Taming the Elephant: Advice to Director, Big Data Architect

Every other day, there is a new big data software is released in the market. Which one is the right to build your product? Understand how to resolve this conundrum and role of decision makers.

By Shan Subbu.


The Big Data ecosystem has got bigger and better. Thanks to all the big tech companies, who are making many of their in house software projects as open source projects through Apache Software Foundation. Bonus point for them, when they want to scale there will be lot of people who know the software.

Every other day, there is a new software available in the market and we have a lot to choose from the pool of software and build the desired product. OK, which is the right one to choose and build my product?
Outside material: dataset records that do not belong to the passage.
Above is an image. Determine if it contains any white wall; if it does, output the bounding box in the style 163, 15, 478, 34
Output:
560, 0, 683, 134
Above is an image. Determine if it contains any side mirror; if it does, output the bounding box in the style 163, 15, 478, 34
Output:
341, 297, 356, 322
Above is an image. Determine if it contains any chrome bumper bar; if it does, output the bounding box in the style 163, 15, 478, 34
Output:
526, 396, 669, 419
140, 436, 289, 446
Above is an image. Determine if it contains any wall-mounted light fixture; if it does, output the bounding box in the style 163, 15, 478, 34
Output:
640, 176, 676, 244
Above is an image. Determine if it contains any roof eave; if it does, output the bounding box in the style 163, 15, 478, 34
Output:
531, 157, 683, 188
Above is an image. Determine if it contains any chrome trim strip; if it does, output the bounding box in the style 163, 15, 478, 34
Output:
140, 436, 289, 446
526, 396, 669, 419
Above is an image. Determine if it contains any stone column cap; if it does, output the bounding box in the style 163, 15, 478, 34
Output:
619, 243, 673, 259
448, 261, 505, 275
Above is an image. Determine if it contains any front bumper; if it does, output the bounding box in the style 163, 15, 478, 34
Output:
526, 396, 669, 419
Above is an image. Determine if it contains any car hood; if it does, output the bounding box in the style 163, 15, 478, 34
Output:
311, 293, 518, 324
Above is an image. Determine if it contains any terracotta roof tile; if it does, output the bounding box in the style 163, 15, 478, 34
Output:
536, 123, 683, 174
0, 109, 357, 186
Well, you may take the following into consideration in making the decision.

Building blocks for your enterprise application:

When an enterprise level data product is being built, there are lot of moving parts, lot of decision makers. All the stake holders, decision makers and development team should work in harmony to make the product a success. So what is the role each one is playing in making a decision and deliver the product.

Role of a Director or VP – Big Data:

As a Director or VP of Big Data, the responsibility is bigger in your shoulder to pick the right team and products.
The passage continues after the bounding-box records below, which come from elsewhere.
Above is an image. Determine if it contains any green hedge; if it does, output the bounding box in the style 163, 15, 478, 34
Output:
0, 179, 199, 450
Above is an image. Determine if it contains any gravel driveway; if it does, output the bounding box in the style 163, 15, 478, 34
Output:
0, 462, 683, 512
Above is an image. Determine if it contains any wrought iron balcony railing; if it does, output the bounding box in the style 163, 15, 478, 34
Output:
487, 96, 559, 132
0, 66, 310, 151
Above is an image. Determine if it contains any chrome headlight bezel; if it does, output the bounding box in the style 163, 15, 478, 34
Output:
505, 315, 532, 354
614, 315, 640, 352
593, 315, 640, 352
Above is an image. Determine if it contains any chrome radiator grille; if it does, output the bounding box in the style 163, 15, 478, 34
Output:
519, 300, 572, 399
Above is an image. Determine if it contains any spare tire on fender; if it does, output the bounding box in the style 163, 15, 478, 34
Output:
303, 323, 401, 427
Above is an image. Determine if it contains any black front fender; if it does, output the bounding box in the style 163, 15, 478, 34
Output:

From forming the team to delivery, you are into too many knowns and unknowns like in any other application development project. But this time, the elephant is bigger and taming the elephant with lot of unknowns is key to success of the project!
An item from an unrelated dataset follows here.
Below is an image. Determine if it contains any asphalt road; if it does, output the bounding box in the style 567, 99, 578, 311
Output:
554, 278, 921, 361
Here are some factors that can be considered in deciding to choose the team, product and services:

  • Support from Open Source Community – Does the Apache project has many contributors, how is it built (incubator), what is the road map, is the product buggy with lot of issues (jira or bugzilla).
  • Support from Third Party Vendors – Is there a vendor who is providing training, support services and other professional services?
    • Hadoop – Cloudera, Hortonworks, MapR, Pivotal, IBM.
    • Spark – Databricks.
    • Cassandra – Datastax.
    • MongoDB – MongoDB.
    • Kafka – Confluent.
  • Support from Big Data Consulting firms – IBM, Accenture, CapGemini, Silicon Valley Data Science, Perficient, KPI Partners, and the list goes on and on. Better talk to your primary vendor to see if they can provide these capabilities.
  • Cross Train the existing resources who know the application, company process and policy, so on and so forth. All the third party vendors mentioned above provide corporate training at your office or negotiate them to do so.
  • Training Camps – Get instant access to a pool of resources who are already trained – Insight Data Science, Insight Data Engineering, Zipfian AcademyNYC Data Science Academy, Data Incubators and I have missed several of them here.
  • Hiring – Availability of Resources in the region. This can be easily done by doing a bit of research in LinkedIn.
  • Attend a conference or two – Attend one or two conferences related to Big Data. See what people are working on, their environments, the day to day work, challenges faced. The one that is coming up right away is the Strata + Hadoop World and Kafka Summit.
  • Get mentored – Find somebody who had already implemented a Big Data project within the company or in the region or in your known list. Ask them to be a mentor.
  • Support the Team – Be ready to start from the scratch.

Role of an Enterprise Architect and Solutions Architect:

As an Enterprise Architect or a Solutions Architect, you need to pick the right tools for the enterprise application that you are building and not what tools you know already. It requires some unlearning and learning.

From data ingestion to visualization, there are too many solutions that you could propose to build the data pipeline as well as the analytics.

Deciding and designing the building blocks of the data pipeline is the key!

Here are few things that can be considered in deciding of what goes into your data pipeline:

  • Data Ingestion – What is the kind of data that needs to be ingested, is the ingestion going to happen from multiple source systems, number of messages to be handled (How about a trillion messages a day?).
  • Architecture – Batch processing or Real time processing or combination of both (Lambda Architecture).
  • Data Storage – Mainly the database layer. Get to know the CAP theorem! What does the application need? You can not get a CAP solution – you get a CA, CP or AP.
  • Visualization /  Application – Is it used for generating reports and send it to executives or an application that is going to use the data? Does the Data Scientists and Analysts has a particular need?
  • “ity” Qualities – Reliability, Stability, Scalability, High Availability and the “-ities” that the product needs.
  • Defend your selection of the tools with a strong backing powered by data.

How are you taming the elephant?